[size=small]Zoltan Demeter : une vie, une oeuvre au service des terroirs de Tokaj[/size]
Rencontrer une icône, presque un symbole, c'est toujours très difficile, voire extrêmement dangereux. Les attentes sont immenses et il est évident que le risque soit d'en retenir une certaine déception.
S'il y a des domaines emblématiques de Tokaj, historiques et mondialement connus pour l'immense qualité de leur vin : Oremus, Disznoko, Royal Tokay, par exemple, il est des personnalités incontournables qui ne collent pas toujours et forcément à ce classement : Istvan Szepsi est devenu presque une légende , Zoltan Demeter est en passe de suivre son sillage.
A leur actif : un fort charisme né à l'aune d'une personnalité très forte, des convictions et une œuvre réalisée en accord parfait avec leurs convictions.
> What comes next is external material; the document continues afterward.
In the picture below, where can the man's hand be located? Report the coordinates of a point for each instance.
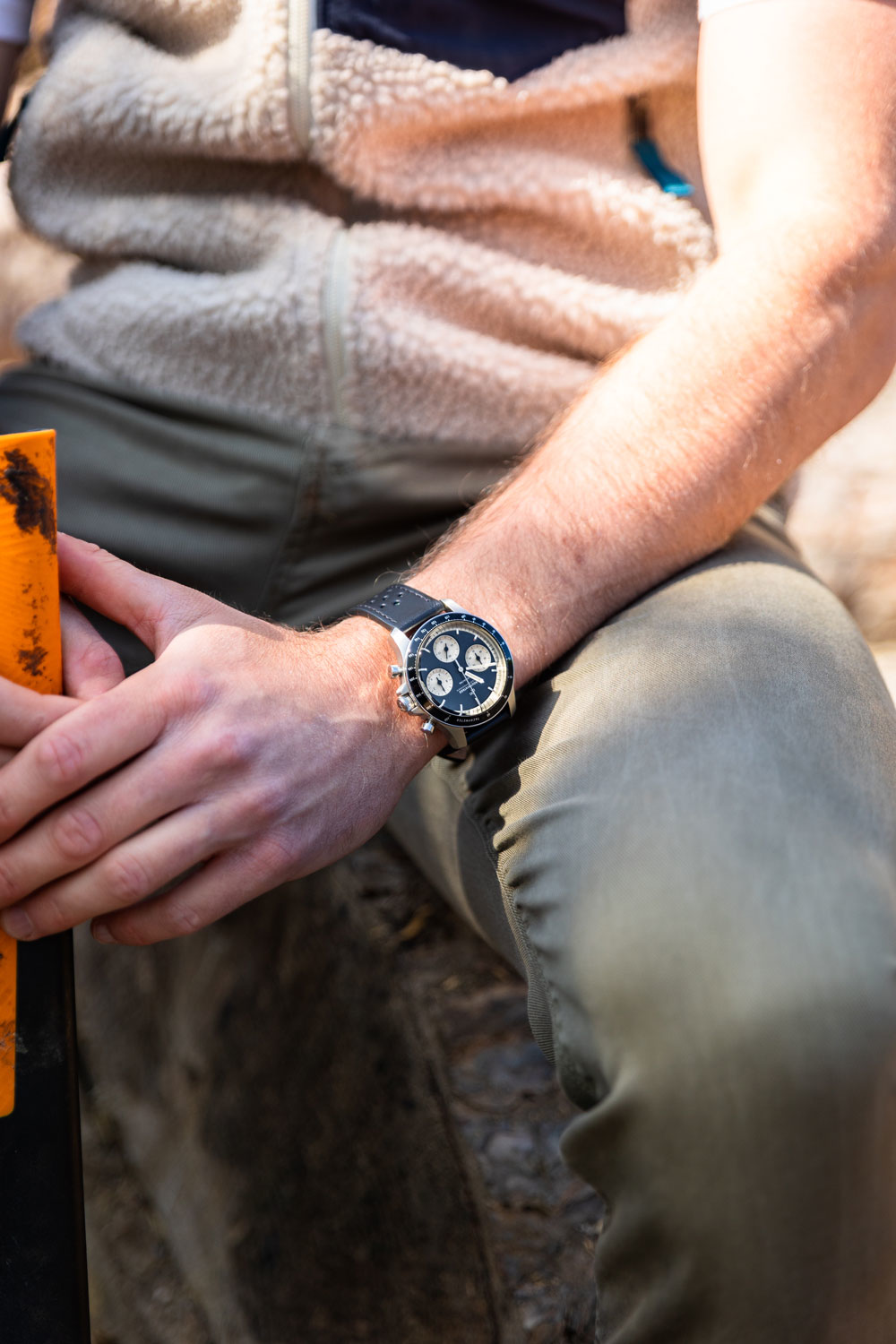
(90, 668)
(247, 749)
Si Istvan Szepsi incarne le retour du grand Tokaj après la période collectiviste, une réussite qualitative extrême mue par la résurrection d'une tradition vieille de plusieurs siècles, Zoltan Demeter est sans doute celui qui a su accompagner au mieux le maître pour prendre une sorte de relais, incarnant une nouvelle voie pour Tokaj, dans la perpétuité de la tradition avec une renaissance des vins secs qui s'expriment au travers d'une identification stricte des terroirs.
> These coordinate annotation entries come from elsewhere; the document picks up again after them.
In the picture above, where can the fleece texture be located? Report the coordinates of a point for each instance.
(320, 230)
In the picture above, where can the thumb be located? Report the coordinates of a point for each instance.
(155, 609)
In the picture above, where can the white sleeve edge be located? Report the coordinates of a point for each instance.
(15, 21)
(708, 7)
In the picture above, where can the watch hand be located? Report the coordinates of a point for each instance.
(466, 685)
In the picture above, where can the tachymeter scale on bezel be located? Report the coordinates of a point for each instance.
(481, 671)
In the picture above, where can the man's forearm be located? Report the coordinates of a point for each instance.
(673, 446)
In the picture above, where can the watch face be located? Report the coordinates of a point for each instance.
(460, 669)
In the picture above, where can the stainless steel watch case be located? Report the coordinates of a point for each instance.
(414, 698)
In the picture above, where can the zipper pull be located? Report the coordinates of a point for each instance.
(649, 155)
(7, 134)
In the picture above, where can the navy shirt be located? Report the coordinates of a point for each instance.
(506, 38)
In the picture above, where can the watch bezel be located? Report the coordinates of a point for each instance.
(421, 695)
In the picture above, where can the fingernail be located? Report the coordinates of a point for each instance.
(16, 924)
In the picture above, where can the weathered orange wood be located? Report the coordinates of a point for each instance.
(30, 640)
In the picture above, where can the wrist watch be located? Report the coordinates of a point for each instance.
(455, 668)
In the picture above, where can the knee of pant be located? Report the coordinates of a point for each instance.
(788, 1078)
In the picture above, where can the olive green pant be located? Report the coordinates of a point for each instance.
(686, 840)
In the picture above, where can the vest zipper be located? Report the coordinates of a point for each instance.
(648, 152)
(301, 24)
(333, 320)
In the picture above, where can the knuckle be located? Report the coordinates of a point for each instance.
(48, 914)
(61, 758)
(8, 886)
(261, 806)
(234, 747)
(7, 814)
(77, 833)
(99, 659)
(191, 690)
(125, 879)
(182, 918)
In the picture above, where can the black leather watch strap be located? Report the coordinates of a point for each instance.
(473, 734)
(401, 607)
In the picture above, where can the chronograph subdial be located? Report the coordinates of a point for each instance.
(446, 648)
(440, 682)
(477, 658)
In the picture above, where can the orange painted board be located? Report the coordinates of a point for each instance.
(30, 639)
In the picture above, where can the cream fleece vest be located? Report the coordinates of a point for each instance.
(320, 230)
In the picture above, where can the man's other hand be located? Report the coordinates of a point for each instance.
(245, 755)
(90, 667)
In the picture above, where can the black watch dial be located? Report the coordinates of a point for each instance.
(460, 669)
Une fois encore, force est de reconnaître que le nombrilisme français a limité la connaissance du grand public de ce qui s'est joué depuis plus de vingt cinq ans en Hongrie, sans doute par la croyance entretenue que les grands terroirs et les grands vins avaient des frontières hexagonales : La France est d'ailleurs sans doute la seule grande nation du vin à avoir à ce point ignoré la remontée qualitative dont les principaux chroniqueurs anglais ou américains se sont faits largement écho. Il n'est besoin pour s'en convaincre que de faire des recherches sur Internet francophone au nom de Zoltan Demeter pour découvrir la pauvreté des témoignages à son sujet : trois articles dont un d'une grande publication nationale largement copié sur un premier et sur ces trois, un émanant d'un marchand suisse, amoureux fou de Tokaj, du reste excellent contributeur sur «La passion du vin ».
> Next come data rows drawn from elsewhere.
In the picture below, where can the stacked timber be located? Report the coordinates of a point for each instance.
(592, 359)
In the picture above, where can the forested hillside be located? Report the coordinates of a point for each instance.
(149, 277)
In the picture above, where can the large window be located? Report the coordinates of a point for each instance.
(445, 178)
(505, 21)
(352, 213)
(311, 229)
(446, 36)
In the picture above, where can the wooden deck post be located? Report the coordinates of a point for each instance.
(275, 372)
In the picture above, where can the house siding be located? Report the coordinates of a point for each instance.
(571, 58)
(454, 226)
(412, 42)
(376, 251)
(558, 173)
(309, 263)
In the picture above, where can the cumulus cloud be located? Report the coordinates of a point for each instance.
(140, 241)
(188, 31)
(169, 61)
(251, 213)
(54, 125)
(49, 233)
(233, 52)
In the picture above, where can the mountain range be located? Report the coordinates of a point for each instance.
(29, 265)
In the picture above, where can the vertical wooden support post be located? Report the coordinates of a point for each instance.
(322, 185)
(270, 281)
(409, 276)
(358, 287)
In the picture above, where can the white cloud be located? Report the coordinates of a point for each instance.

On pourra y lire que le domaine y est de petite taille : sept hectares, volontairement réduit pour que Zoltan Demeter puisse y contrôler tout. On pourra y lire aussi l'incroyable luxe du chai, véritable maison pour le vin, baignée dans une ambiance musicale constante, le souci du détail, le perfectionnisme poussé à l'extrême. Ce que l'on pourrait prendre pour de l'ostentation n'est en fait que le marqueur légitime de l'accession au plus haut niveau. Zoltan Demeter est conscient du potentiel énorme de Tokaj, du fait que les vins, y compris les secs, (et notamment les siens) appartiennent à l'élite mondiale. Il aurait bien tort de ne pas y croire, puisque ses vins sont déjà sur les plus grande tables du monde et qu'il avoue être en mesure de vendre deux fois plus de bouteilles qu'il n'en produit.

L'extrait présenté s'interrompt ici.